W Ciechanowie, podczas spotkania wyborczego Karola Nawrockiego, miała miejsce sytuacja, która zaskoczyła wielu uczestników. Jeden z obecnych, proboszcz miejscowej parafii, najwyraźniej zapomniał o odrobinie miłosierdzia, sugerując kandydatowi na prezydenta, aby użył przemocy. „Radzę panu, żeby mu pan prawy prosty albo lewy wymierzył, jak go pan spotka” — stwierdził duchowny, odniesiony do potencjalnego starcia z jednym z krytyków Nawrockiego.
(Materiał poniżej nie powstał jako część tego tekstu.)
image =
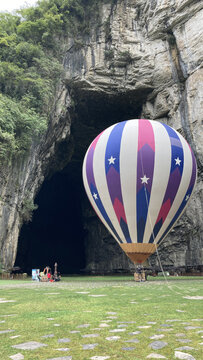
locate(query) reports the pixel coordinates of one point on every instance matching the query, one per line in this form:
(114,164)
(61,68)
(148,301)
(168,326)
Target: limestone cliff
(142,59)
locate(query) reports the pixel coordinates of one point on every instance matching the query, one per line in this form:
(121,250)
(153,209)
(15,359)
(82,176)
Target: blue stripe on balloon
(181,208)
(100,206)
(186,197)
(174,182)
(113,146)
(113,177)
(143,198)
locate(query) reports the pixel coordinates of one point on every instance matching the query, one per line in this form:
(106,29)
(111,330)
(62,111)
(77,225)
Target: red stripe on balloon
(119,210)
(146,134)
(164,211)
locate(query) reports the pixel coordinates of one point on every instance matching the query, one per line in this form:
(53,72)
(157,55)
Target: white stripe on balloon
(128,174)
(162,166)
(101,182)
(92,201)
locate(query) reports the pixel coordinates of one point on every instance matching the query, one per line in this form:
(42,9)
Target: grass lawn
(107,307)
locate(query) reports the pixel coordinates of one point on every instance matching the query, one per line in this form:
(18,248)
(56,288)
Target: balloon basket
(140,276)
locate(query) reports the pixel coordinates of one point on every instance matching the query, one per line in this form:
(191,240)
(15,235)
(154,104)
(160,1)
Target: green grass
(153,301)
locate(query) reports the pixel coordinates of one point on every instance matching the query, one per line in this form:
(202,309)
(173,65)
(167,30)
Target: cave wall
(143,59)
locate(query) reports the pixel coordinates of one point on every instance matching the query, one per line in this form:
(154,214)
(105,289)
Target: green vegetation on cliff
(31,66)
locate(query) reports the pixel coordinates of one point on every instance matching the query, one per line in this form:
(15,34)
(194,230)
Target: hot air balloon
(139,176)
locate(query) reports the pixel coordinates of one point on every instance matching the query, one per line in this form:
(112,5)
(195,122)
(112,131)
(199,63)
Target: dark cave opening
(56,232)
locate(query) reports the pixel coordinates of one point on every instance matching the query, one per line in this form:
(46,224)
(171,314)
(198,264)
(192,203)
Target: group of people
(46,275)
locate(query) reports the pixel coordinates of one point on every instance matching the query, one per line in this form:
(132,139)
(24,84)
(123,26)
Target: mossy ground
(90,300)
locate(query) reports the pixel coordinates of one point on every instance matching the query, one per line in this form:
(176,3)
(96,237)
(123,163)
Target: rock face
(143,59)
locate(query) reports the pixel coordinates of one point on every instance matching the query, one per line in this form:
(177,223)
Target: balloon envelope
(139,176)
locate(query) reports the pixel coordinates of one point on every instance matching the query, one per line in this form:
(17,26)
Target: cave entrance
(56,233)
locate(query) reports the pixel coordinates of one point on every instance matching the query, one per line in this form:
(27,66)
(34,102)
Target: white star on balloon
(111,160)
(144,180)
(178,161)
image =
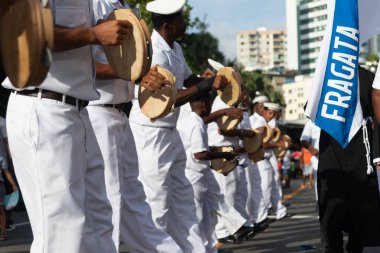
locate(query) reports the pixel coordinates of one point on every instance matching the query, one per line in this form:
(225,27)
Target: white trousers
(276,193)
(132,217)
(256,207)
(227,188)
(266,177)
(59,168)
(162,161)
(205,201)
(241,197)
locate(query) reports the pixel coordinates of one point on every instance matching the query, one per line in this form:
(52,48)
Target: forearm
(213,116)
(270,145)
(105,72)
(207,155)
(184,95)
(10,179)
(72,38)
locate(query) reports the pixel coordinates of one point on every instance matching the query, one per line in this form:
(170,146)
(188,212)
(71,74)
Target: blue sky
(227,17)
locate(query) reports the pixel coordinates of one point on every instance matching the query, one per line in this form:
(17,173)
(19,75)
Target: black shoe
(227,239)
(261,226)
(242,233)
(251,233)
(287,215)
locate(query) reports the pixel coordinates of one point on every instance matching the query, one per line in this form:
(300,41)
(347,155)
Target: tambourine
(276,134)
(253,144)
(131,60)
(160,103)
(257,156)
(224,166)
(26,40)
(231,95)
(267,135)
(280,152)
(227,123)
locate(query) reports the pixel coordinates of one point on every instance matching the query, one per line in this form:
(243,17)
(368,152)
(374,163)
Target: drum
(224,166)
(276,134)
(280,152)
(257,156)
(26,40)
(231,95)
(267,135)
(227,123)
(158,104)
(131,60)
(252,145)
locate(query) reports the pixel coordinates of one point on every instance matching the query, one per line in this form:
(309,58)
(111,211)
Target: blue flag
(334,103)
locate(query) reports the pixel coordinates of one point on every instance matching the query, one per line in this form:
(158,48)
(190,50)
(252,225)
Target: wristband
(205,85)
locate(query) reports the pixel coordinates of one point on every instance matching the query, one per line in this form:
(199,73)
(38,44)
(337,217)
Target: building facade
(306,21)
(261,49)
(295,96)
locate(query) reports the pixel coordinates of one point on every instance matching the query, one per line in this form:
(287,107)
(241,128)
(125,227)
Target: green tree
(256,81)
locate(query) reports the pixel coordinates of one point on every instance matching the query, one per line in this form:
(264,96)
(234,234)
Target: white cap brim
(260,99)
(215,65)
(165,7)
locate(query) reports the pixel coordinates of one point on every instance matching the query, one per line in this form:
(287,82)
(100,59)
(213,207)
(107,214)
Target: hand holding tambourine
(26,39)
(132,59)
(157,103)
(231,94)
Słowa duchownego na wagę złota
Po oficjalnej części spotkania, w bardziej swobodnej atmosferze, uczestnicy mieli okazję zadawać pytania. Wśród nich znalazł się ksiądz Jan Jóźwiak, który od początku wyrażał uznanie dla kandydata. Dziękował Nawrockiemu za jego stanowisko w kwestii aborcji oraz zaczął udzielać rad dotyczących politycznych przeciwników. Swoje sugestie oparł na doświadczeniach bokserskich Nawrockiego, doradzając mu, jak mógłby sobie radzić z krytyką, zwłaszcza ze strony prof. Antoniego Dudka, który niedawno określił Nawrockiego mianem „jednego z bardziej niebezpiecznych ludzi w polskiej przestrzeni publicznej”.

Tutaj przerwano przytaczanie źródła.